The leadership of the yishuv still faced the problem of the kahal: how to make decisions binding on all groups within the Jewish community. Since the cost of being outside the communal arrangements was relatively low, minorities possessed almost a veto power. The leadership focused on the building of coalitions that were as inclusive as possible and on a political system described as an “open-ended, informal set of federative arrangements.” [57]

Even during the period of greatest crisis, the yishuv remained largely united and politically stable, in part because of the “autonomism” of the constituent bodies.[58] The acid test came in relations with the Revisionists, who eventually split with the Labor-dominated center and attempted to form their own rival bodies. But the strategy of separation proved to be self-defeating, helping Labor Zionists (primarily Mapai at the time) to delegitimize their opponents as the subverters of Jewish unity during a time of troubles.[59]

The yishuv organized itself as a “quasi-state” within the Mandate framework and established the institutions that were to dominate Israeli life. The Histadrut, or Labor Federation, grew to play a role in the economy far beyond that of an ordinary labor union. The Jewish Agency, as an organ of the World Zionist Organization, handled relations with Jewish communities abroad, represented the interests of the yishuv diplomatically, and coordinated immigration and settlement within Palestine. The bodies elected by Knesset Yisrael levied taxes and supported religious and other institutions. At the center were the political parties, which were actually ideological movements. Together with the Histadrut, the parties provided a set of institutions and services substituting for the governmental and societal infrastructure that did not exist: schools, newspapers, banks and loan funds, health-care plans, youth movements, sport clubs, housing companies, and various welfare services. Most of the new settlements were established by particular movements. The centrality of the parties in Israeli politics is not just a result of the electoral system; rather, it was the dominance of parties that shaped the electoral system.

Observers have noted the similarity of pre-state Jewish politics to consociationalism, or to similar concepts of “compound polity” or “segmented pluralism.” [60] Society is organized into separate camps, each with its own institutions, that share power and distribute benefits proportionately by a process of bargaining and coalition-building. In the yishuv, Labor Zionists were forced to share power despite their central position; grand coalitions (or more than minimal winning coalitions) rather than simple majority rule was the practice; the political system was multidimensional, being split along several axes; there was separation of power between competing authorities; and representation was proportional.

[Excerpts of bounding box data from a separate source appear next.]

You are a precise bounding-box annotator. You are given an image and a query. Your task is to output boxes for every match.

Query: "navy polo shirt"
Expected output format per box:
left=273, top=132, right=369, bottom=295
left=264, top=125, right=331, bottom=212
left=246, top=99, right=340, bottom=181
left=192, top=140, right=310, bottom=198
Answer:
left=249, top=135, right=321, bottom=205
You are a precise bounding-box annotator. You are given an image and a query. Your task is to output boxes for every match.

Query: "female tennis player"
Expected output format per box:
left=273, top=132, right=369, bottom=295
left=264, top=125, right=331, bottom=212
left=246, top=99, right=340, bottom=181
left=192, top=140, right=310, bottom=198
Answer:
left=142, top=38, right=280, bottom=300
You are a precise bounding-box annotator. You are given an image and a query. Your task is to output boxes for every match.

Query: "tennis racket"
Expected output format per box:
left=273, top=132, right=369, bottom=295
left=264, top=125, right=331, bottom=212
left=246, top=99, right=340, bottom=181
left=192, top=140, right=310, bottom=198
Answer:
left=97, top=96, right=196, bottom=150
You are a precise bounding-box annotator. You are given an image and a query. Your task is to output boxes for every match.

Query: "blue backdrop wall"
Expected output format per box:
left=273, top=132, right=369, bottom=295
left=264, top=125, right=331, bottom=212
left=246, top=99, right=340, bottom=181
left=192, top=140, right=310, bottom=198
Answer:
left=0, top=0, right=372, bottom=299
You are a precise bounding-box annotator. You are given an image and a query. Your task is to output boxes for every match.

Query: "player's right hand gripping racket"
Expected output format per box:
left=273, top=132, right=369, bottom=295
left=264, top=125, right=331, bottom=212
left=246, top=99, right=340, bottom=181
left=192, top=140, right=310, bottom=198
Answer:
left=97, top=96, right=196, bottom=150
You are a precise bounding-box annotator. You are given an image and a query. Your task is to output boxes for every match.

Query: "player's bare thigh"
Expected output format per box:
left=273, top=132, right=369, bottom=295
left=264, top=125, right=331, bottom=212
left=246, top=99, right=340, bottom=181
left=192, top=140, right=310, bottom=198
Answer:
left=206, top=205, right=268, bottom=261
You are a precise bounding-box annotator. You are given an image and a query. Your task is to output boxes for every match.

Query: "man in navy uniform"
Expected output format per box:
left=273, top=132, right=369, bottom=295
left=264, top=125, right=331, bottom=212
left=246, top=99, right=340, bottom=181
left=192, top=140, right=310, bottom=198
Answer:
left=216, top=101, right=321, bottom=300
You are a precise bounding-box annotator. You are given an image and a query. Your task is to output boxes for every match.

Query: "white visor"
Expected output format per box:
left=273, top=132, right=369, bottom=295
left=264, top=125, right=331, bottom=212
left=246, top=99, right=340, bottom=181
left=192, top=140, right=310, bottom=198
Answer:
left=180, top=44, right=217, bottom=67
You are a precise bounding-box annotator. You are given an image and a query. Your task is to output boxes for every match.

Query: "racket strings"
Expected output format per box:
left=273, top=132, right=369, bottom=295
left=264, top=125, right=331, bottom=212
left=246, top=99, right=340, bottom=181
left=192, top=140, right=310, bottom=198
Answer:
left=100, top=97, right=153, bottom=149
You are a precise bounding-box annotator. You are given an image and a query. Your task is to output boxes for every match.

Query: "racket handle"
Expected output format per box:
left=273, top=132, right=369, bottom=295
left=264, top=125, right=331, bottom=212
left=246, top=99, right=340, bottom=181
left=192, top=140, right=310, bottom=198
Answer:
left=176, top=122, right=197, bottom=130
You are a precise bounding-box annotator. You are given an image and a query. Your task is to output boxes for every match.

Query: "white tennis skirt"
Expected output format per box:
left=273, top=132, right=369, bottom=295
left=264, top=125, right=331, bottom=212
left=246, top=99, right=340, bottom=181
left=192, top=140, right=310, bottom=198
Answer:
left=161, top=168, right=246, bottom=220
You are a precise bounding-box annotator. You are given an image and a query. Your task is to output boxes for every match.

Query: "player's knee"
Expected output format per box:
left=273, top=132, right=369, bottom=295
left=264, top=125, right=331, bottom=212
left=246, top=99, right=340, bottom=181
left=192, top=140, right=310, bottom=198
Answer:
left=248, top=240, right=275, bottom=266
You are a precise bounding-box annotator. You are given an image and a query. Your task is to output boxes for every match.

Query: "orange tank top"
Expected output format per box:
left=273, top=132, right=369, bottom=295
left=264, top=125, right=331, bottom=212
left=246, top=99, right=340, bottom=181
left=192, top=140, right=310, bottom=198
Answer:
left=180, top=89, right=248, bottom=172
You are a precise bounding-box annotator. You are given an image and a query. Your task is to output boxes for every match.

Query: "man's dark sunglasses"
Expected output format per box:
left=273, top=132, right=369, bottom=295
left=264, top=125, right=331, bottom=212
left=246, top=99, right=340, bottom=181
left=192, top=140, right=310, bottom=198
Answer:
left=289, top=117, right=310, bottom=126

Again, the classic expression was in relations with the religious Zionists. The patterns of power-sharing initiated in the World Zionist Organization carried over into the yishuv. Beginning in the 1930s, the secular leadership of the yishuv made explicit arrangements with the religious Zionist parties (Hapo’el Hamizrahi and Mizrahi ) on the proportionate division of jobs and other benefits, beginning a forty-year period of partnership between Labor Zionists and religious Zionists. Efforts were also made to bring Agudat Yisrael, representing the haredi (ultra-Orthodox) non-Zionists or anti-Zionists (the “old yishuv ”)within the purview of the new communal institutions. Chaim Weizmann sought throughout the 1920s to bring Agudat Yisrael into the National Council, which had the advantage of controlling most of the funds available. In the first stage, this led to Zionist funding of Agudat Yisrael educational institutions, and later, in 1934, to formal cooperation between Agudat Yisrael and the World Zionist Organization. Finally, following World War II, the Agudat Yisrael leadership supported the establishment of a Jewish state, and in return David Ben-Gurion, the chairman of the Jewish Agency, pledged public adherence to certain basic religious laws.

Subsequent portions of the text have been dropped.